Forgetting Names, Faces, and Places
Of all the possible memory loss categories, forgetting things associated with people can be the most challenging. Some research suggests that no matter our current cognitive condition, our age has a big effect on whether or not we easily recall someone’s name or details about our relationship with them and their life. Practicing this recall can help strengthen your brain as you age. With diseases like dementia and Alzheimer’s, forgetting people, places, and events is a primary component and one of the most challenging to work through.
Using Photos to Help Recall
If you or a loved one is experiencing memory loss (to any extent), taking steps to help with face/name/relationship recall can help lessen the emotional distress that comes with forgetting these critical things. If your memory loss isn’t extensive, start compiling resources to exercise your brain and help avoid a worsening problem. Using photos to help with this recall is one of the best interventions.
Collect photos from all time periods.
The first step is to collect photos from as many different times in a person’s life as possible. While their long-term memory may still function quite well, don’t use that as a reason to avoid including pictures from childhood. Often, memories from long ago can help start a conversation that leads to recall of more current events.
Use photos that show context.
If possible, choose photos that have some context clues as well. Rather than a photo of a single person, choose one that shows a family group. Better yet, have images that show your loved one alongside others so they can place themselves in the picture. Similarly, images that include an interesting background (like the neighborhood pool or a birthday party) can also help trigger memories.
Make the images large.
If you’re setting up photo albums or timelines for someone who’s aging, chances are their eyesight has deteriorated some, too. Making the photos as large as possible will help them see details clearly. You can also choose to make images digital to display on large screens like a tv or computer monitor.
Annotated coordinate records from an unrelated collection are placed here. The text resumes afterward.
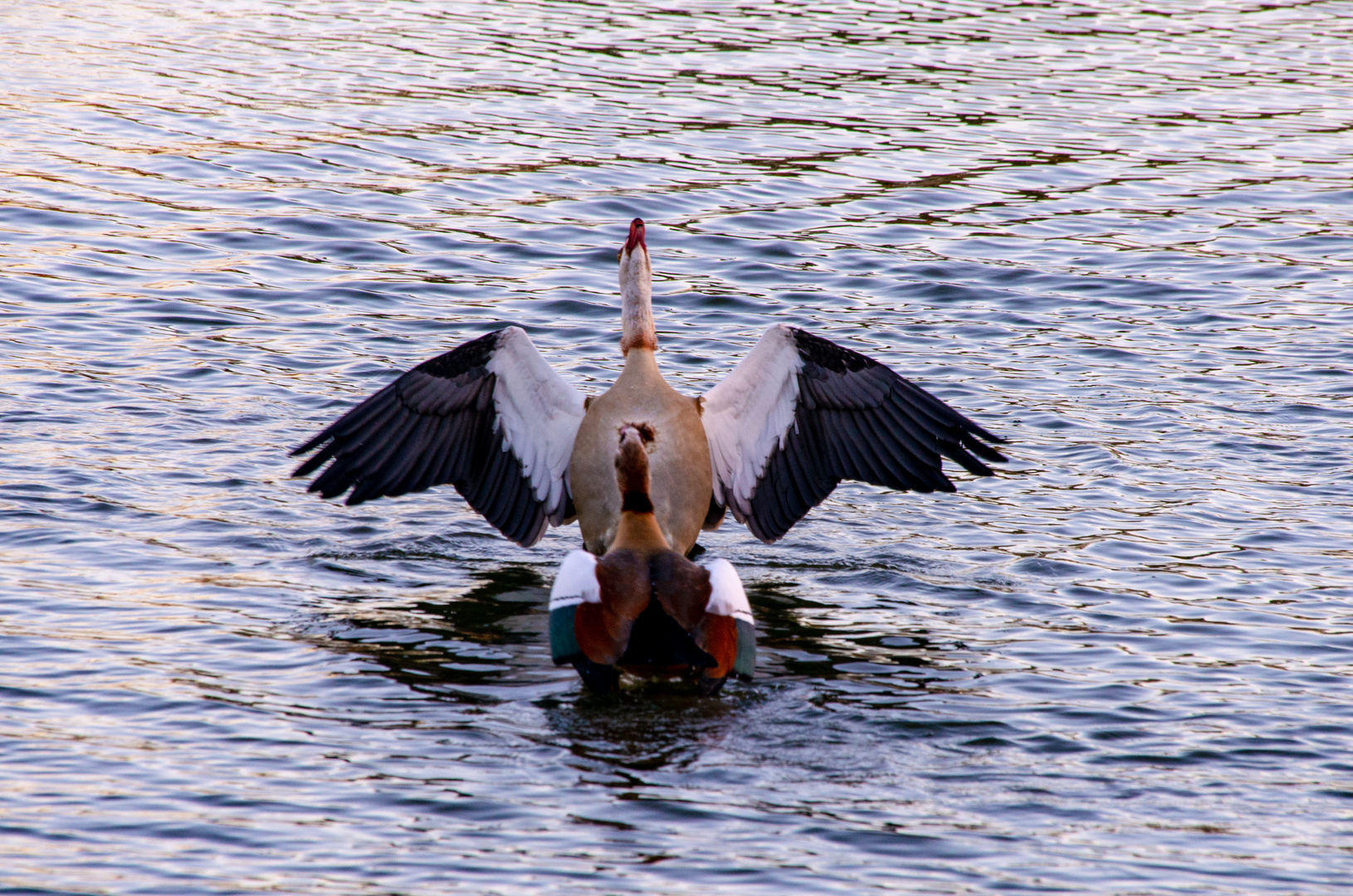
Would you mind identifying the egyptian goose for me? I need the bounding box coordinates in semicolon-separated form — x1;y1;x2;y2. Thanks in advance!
292;217;1005;690
550;423;756;694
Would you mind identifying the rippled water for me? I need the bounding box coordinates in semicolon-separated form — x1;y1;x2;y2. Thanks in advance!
0;0;1353;894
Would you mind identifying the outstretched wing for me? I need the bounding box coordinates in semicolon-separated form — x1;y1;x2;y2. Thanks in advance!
291;327;584;548
704;324;1005;543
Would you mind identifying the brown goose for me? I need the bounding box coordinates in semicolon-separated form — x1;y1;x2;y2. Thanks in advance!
550;423;756;694
292;217;1005;684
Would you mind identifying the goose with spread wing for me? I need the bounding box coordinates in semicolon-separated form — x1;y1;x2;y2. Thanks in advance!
292;217;1005;692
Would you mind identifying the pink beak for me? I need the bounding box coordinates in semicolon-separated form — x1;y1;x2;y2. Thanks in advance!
625;217;648;253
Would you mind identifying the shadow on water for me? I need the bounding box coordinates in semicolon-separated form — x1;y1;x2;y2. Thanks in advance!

Organize photos chronologically.
The best way to organize the images is chronologically. Those experiencing memory loss may be able to use context clues to help fill in the gaps they can’t quite retrieve. And a timeline is one of the best ways to organize what was happening in life at a given time. Often, you’ll find that loved ones recognize their family in photos from earlier years even if they don’t recognize you now. You can also have a separate photo album that organizes images by family or relationship if that’s helpful. A photo family tree can be a useful resource that your loved one will be happy to have.
Write notes on the back.
While sitting with your loved one to go through the images is ideal (social relationships help improve cognitive function and can help your loved one feel supported), making notes on the back of photos can help seniors use the photo resource independently, too. Remember to write largely and legibly and include information like the person’s name, their relationship, the year the photo was taken, and any important details about the event.
It’s all about connection.
Ultimately, using photos to help your loved one recalls people and places is about connection. The stories you share while looking through the albums and the smiles on everyone’s faces during the conversation—these are the events that are most helpful as your loved one experiences memory loss and looks to you for support.
If you or a loved one is beginning to experience memory loss, try compiling a photo album as an enjoyable reminder of the people and places in your life.